The Movie Trailer Method: Mike A
Mike A has been a staple in this contest, being a finalist in three out of the four rounds thus far. That’s impressive in and of itself, and he’s put together some very creative solutions. I voted for him in the Logic round and would have considered voting for him in the Strategy round if I wasn’t also competing for that title.
Mike’s strategy for memorizing the list is pretty similar to the technique Red Bull Mind Gamers shared on Facebook- turn it into a story. Mike did a great job picking a few simple memorable themes that group the items together.
The old school thief dines at the hotel and gets in his janky car.
Trying to use this myself on the list of items, everything jumps to mind pretty quickly. The thief uses the laser pointer, USB cable, and camera lens. The buffet evokes the waffle iron, tuning fork, and egg timer. The car brings in the motor oil, car battery, and duct tape.
What I like most is how Mike uses the story’s specifics to both hit more items while simultaneously making the story more memorable. A car is easy enough to remember, but a janky car held together with duct tape is extremely memorable.
The Cuber’s Attempt: Caleb D
What I liked most about Caleb’s attempt was that he tethered the list to something that’s personally top of mind for him. The method describe wouldn’t be effective at all for me, but for someone who loves Rubk’s Cubes, this could work well. It’s very resourceful to design a solution based on something specifc you as an individual will never forget.
I appreciate how Caleb’s solution has him memorize at least a few letters out of each of the items; this should help in the event he totally blanks on one of the items. If you can get even the first letter, it could help jar your memory.
I didn’t like as much how Caleb had to compromise or substitute letters out of the short strings- without an easy way to remember and which were substituted, it could make it very difficult to translate one of the memorized triggers back to the item on the list.
Still, I find this a very cool, very unique solution, very deserving of being a finalist.
Submission #1: Anderson B
The third and final submission is Anderson B’s Submission #1. Anderson keeps it simple, tying the nine items to body parts dealing with the senses. It works surprisingly well.

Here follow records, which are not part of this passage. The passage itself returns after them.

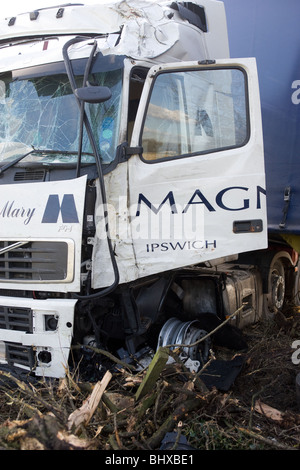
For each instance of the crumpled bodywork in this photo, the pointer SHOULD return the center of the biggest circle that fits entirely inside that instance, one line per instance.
(138, 29)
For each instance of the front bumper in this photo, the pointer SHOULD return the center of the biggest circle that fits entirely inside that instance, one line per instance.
(36, 335)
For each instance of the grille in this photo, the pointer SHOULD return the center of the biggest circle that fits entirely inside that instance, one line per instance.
(34, 261)
(16, 318)
(18, 355)
(30, 175)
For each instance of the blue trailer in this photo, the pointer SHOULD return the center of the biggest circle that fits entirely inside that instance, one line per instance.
(269, 31)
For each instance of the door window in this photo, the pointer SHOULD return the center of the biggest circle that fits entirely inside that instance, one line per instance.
(193, 112)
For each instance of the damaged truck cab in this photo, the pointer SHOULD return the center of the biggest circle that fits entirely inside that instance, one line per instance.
(131, 177)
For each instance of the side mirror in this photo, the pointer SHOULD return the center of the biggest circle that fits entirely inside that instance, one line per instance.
(93, 94)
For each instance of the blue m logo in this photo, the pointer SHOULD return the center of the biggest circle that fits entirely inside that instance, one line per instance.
(67, 209)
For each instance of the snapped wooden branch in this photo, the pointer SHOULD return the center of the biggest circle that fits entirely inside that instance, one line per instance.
(86, 411)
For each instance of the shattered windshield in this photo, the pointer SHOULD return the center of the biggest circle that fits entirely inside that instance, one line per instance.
(39, 111)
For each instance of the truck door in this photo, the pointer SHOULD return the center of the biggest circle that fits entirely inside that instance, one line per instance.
(197, 186)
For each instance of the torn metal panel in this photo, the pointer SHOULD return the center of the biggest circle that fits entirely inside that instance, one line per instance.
(134, 28)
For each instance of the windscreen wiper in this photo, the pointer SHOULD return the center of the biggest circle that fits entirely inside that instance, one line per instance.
(13, 162)
(41, 152)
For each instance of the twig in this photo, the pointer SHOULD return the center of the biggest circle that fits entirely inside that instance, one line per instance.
(266, 440)
(84, 414)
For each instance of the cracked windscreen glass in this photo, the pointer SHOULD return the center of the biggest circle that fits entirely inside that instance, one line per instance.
(41, 112)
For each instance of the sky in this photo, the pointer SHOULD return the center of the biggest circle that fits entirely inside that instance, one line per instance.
(13, 7)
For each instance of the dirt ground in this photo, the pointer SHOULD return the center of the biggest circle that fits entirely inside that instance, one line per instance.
(259, 411)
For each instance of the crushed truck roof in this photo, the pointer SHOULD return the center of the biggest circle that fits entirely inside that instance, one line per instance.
(137, 29)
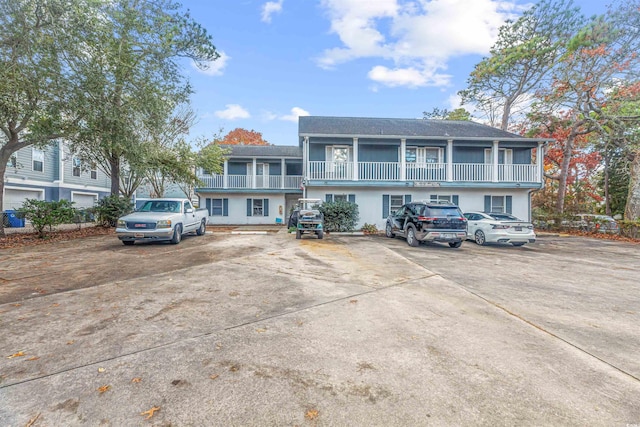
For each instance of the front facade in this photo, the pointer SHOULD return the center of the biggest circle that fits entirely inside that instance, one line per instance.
(260, 185)
(52, 173)
(379, 164)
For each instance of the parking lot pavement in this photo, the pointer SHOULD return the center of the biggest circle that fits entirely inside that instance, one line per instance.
(343, 331)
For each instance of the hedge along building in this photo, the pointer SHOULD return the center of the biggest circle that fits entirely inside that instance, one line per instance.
(379, 164)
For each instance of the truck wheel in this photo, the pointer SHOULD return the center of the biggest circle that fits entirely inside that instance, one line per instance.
(177, 234)
(202, 229)
(411, 237)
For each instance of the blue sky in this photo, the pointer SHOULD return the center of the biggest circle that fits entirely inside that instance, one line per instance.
(357, 58)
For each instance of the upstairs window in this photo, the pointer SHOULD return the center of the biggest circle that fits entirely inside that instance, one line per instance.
(76, 166)
(37, 157)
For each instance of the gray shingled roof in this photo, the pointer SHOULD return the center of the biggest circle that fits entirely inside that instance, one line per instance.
(264, 151)
(363, 126)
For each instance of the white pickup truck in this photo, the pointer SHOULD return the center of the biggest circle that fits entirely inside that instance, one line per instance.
(162, 219)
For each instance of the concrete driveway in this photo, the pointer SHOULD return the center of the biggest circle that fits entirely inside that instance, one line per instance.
(269, 330)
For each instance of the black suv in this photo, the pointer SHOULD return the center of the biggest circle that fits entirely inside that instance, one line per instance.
(428, 222)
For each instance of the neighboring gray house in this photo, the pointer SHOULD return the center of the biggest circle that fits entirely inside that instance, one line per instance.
(52, 173)
(379, 164)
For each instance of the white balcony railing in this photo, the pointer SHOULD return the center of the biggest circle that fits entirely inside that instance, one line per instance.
(391, 171)
(246, 181)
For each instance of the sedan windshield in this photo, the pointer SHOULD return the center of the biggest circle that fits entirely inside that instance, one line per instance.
(504, 217)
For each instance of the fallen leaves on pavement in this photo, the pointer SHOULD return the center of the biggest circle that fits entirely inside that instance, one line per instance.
(18, 354)
(150, 412)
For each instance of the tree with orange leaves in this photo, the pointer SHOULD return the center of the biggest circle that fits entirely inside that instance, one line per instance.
(240, 136)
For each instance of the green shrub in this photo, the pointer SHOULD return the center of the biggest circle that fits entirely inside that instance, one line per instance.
(44, 214)
(109, 209)
(369, 228)
(340, 215)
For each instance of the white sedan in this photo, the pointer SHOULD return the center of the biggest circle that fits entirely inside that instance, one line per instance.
(498, 228)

What I like about this entry is that if you completely blank out on any of the items, you can run through a list of body parts in your head. Eyes – camera lens. Tuning fork works with hearing. I don’t know I could get through all nine this way, but if I sat down and memorized the list using this method, I’m sure I’d be able to then.
What I don’t like about this entry is that there are a lot more than nine body parts, and it’d be easy to get stuck on an organ that doesn’t have a paired item on the list. Does the tongue / taste line up with anything? What goes with the sense of touch? It’d work if I sat down and memorized the list coming up with associations, the way Anderson did, but it’s not as accessible as Mike’s solution.

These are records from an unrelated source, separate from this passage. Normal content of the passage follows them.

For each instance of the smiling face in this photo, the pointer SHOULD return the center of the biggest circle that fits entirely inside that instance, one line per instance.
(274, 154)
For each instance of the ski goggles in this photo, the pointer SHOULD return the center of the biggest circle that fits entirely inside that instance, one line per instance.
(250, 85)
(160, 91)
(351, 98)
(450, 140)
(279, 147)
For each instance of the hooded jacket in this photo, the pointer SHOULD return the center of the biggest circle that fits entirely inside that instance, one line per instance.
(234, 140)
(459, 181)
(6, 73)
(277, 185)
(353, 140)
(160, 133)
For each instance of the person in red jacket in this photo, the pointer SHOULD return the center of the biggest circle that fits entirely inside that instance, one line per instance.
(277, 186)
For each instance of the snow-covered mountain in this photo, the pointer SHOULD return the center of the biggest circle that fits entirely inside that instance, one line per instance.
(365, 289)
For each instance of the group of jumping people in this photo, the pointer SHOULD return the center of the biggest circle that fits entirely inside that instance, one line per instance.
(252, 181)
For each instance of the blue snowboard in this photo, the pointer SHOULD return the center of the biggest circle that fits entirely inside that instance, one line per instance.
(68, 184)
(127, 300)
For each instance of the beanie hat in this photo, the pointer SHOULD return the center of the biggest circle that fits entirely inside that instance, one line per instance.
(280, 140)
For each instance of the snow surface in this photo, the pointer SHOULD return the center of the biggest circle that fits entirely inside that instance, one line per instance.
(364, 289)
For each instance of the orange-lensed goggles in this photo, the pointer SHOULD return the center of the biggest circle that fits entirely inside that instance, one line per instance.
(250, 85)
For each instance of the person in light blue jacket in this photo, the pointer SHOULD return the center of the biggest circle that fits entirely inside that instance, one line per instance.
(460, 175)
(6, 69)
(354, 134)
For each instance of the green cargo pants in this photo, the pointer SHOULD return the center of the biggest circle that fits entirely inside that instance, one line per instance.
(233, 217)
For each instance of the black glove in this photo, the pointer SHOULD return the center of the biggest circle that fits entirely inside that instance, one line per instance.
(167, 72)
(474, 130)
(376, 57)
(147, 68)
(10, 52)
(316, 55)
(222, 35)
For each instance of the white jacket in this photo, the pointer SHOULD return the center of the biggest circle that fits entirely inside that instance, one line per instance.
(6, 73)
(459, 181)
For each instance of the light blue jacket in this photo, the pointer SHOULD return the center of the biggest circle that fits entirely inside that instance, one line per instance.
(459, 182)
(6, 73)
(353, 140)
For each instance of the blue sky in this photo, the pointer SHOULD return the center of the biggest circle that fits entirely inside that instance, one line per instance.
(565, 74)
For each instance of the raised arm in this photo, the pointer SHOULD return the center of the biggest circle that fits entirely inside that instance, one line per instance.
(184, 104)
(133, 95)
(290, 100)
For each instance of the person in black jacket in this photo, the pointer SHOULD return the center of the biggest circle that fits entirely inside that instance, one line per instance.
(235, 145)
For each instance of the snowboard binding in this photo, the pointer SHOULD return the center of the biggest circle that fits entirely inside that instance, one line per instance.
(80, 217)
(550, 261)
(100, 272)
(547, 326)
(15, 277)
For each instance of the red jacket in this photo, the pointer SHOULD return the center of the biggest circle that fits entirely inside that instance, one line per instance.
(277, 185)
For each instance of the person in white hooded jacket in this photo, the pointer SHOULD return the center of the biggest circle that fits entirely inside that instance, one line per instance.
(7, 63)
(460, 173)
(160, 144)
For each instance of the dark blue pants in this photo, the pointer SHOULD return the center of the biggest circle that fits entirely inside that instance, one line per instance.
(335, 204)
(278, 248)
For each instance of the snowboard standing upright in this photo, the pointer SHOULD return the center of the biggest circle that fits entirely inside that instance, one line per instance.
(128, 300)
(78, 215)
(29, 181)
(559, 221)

For the second time, I’m supporting Mike A’s entry- very easy to remember, even when I hadn’t memorized the list using this technique. Mike A is probably the contestant I’m looking forward to meeting the most at Red Bull Discovery Lab, assuming he gets enough votes at some point. All three entries are deserving but Mike’s is the most universally usable for helping anyone to memorize the list.
My Own Entry
I had written an entry for this round since I hadn’t been declared winner of the Visual round until after the submissions ended for Memory. My solution was pretty similar to Mike A’s, though instead of creating a story of my own, I tied it back to a KFC Chicken & Waffles commercial, where Colonel Sanders and Mrs. Butterworth reenacted the famous ending to Dirty Dancing. It was a fun solution, though I don’t know if I would have gotten in trouble for building my solution around intellectual property I don’t own!